Why his book title says that graphic design can change the world:

The very last project I show in the book is a volunteer project I did for a foundation in New York that decided to undertake this project where they would create new libraries in elementary schools all over New York City, focused on the most at risk neighborhoods and the most at risk student populations of New York City. This was the Robin Hood Foundation. They reasoned that renovating whole schools from top to bottom would be really difficult to do, and expensive. But if you could change one room, if you went in and did a really great library in each of those schools, it would be like implanting a heart and soul and special brain in each of those schools. And they asked me if I can just do the graphic design to contribute to this project.

At first I thought I was just doing a logo for this initiative, so I did a logo, and then I thought well that’s all done. And then each of the libraries had a different architect. They asked all these great young architects to contribute their talents to it. One of them came to me and said, you’re the graphic designer, right? And I said yeah, where do you want the logo and any other signs you need? And he said, No, no, I have this other problem. It’s because the building my school’s in, the ceiling’s really high. The shelves only go up to the height a child can reach, then I have a six foot space between the ceiling and the top shelf. I just need something to go there. And I remember thinking, whoa, I’m not Diego Rivera, I didn’t sign up to do murals all over the place. This is something different. I’m just a humble graphic designer.

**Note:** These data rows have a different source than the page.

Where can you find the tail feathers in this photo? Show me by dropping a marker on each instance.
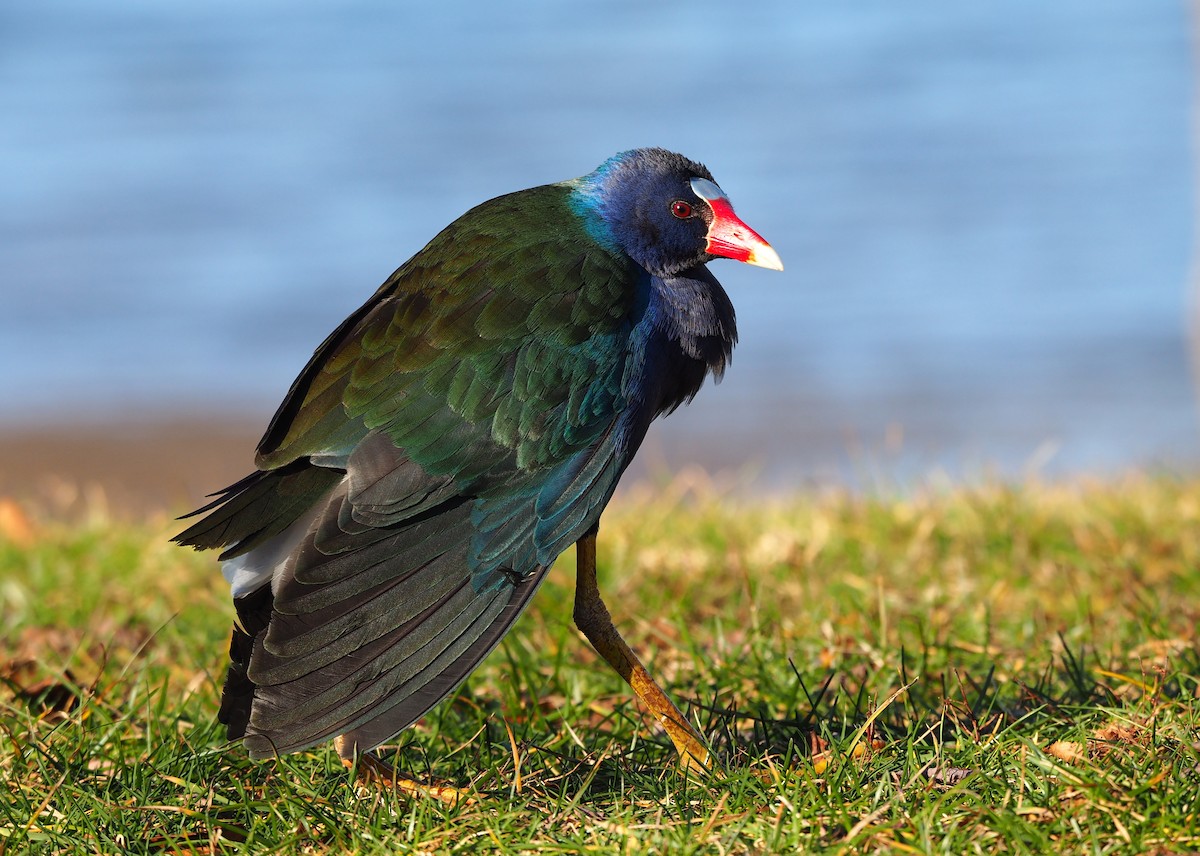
(238, 696)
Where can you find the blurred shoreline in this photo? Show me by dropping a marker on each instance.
(153, 464)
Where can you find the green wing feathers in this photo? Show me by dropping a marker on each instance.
(433, 458)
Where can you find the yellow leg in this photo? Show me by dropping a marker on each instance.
(371, 770)
(593, 618)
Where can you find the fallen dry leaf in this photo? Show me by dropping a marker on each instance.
(1067, 750)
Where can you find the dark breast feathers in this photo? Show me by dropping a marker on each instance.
(439, 450)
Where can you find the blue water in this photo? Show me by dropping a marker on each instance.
(985, 209)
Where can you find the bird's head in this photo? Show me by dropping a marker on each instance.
(666, 213)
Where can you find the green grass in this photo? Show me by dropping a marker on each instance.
(964, 671)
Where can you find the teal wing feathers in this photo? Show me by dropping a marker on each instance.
(443, 446)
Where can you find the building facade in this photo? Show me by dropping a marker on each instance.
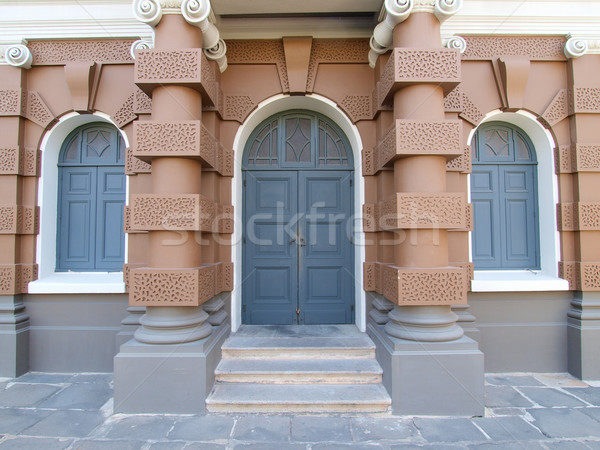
(425, 170)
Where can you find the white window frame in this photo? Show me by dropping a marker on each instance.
(545, 279)
(49, 281)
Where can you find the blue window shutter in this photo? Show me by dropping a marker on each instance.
(110, 201)
(77, 215)
(91, 197)
(504, 197)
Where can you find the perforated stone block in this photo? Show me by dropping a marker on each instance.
(409, 66)
(171, 287)
(424, 286)
(181, 67)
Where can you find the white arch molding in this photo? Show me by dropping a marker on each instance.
(264, 110)
(49, 281)
(545, 279)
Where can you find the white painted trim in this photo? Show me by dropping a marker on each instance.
(329, 109)
(80, 19)
(547, 278)
(49, 281)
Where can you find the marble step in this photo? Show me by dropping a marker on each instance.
(306, 347)
(296, 371)
(298, 398)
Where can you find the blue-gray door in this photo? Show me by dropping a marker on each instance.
(298, 253)
(504, 197)
(91, 197)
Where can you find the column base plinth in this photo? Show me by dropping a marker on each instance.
(431, 378)
(583, 336)
(167, 379)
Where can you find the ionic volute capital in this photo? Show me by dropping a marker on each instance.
(575, 47)
(18, 55)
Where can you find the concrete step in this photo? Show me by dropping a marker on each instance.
(298, 398)
(297, 371)
(305, 347)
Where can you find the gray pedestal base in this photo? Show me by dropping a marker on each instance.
(583, 335)
(171, 379)
(14, 337)
(431, 378)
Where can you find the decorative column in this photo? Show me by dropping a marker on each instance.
(582, 215)
(18, 213)
(169, 366)
(434, 368)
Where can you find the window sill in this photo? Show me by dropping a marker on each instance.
(79, 283)
(516, 281)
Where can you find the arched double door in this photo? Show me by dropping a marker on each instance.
(298, 252)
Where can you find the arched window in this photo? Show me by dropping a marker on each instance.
(505, 199)
(91, 197)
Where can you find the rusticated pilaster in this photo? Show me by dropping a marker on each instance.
(584, 100)
(424, 286)
(190, 212)
(19, 219)
(186, 139)
(187, 67)
(179, 287)
(19, 161)
(14, 278)
(409, 66)
(581, 216)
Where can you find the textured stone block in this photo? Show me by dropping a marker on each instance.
(19, 219)
(412, 138)
(172, 287)
(409, 66)
(185, 67)
(424, 286)
(584, 100)
(422, 210)
(191, 212)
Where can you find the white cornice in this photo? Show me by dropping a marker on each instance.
(81, 19)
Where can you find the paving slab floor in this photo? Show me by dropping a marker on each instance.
(74, 411)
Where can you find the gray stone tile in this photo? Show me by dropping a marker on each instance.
(336, 446)
(321, 429)
(67, 424)
(496, 396)
(378, 429)
(108, 445)
(566, 445)
(153, 428)
(48, 378)
(269, 446)
(594, 413)
(590, 394)
(407, 446)
(262, 429)
(550, 397)
(512, 380)
(80, 396)
(508, 446)
(448, 430)
(564, 423)
(204, 446)
(179, 445)
(26, 394)
(92, 378)
(203, 428)
(15, 420)
(509, 411)
(508, 429)
(30, 443)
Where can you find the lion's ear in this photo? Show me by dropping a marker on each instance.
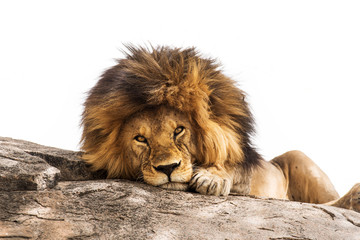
(219, 145)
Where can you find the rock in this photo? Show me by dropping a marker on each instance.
(48, 193)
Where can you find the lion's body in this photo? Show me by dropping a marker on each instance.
(171, 118)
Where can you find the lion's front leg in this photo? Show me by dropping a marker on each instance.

So I suppressed that urge and I said, ok, what can we do. And we came up with this idea where we would take photographs of the kids in the school and just do a photo mural tribute to the kids and put them between the shelf and the ceiling.I remember saying, somewhat pretentiously, this would be like a triumphal frieze that would run along the top of the room just the same way those friezes of the heroes of the antique world would run along the pediments of temples. I didn’t press the point too much but I was sort of enthusiastic about that idea.

And so we installed that there and it turned out that the librarians who all knew each other in the system, all of them suddenly wanted a mural like that. So then we started doing these murals in all these different schools. And it turned out that once we started going, I could ask almost anyone I could think of, do you want to contribute a mural, and they would do it. So by the end we had done like 50 of these schools. And I remember thinking, it seemed like a little job but now it’s really inspiring to kids and isn’t that nice. And so I could warm myself with the idea that I had inspired a generation of school children. But if I was really honest with myself I was just decorating a wall.

So one time we were in one of these libraries after it was finished, taking a look at the finished work, and it was the end of the day. And the librarian who was the person in charge of that particular library, was shutting it down. It was winter and it was getting dark early. And she said, wait, let me show you the way I turn out the lights. And I said, what? And she said, I do it a special way, I’ll show you. And then went to the bank of switches and turned them off one by one. The last one she turned off was the one that illuminated the portraits of the kids. And she said I leave that one on last because I want to remind myself why I come to work every day.

So with that moment, I sort of realized, oh shoot, I had it wrong all along. It was for the librarians that we did it. They were the magnifying device. I’m not there to teach the kids. I’m not there to inspire them to read. I’m not there to teach them that learning is great. The librarians do that. And I can’t make the librarians do that either. But what we can do, and it’s pure symbolism, it’s like providing a great set for actors to work on, it’s like giving them great props to manipulate, when they’re in the middle of a scene. It just helps them play their role with more conviction and more enthusiasm and give them a symbolic moment, a little bit of ritual in their lives. So when I heard that I thought, well, you know, that’s how you change the world. You don’t do it all at once. You just do it incrementally, one librarian at a time, one student at a time, and eventually some impact is felt.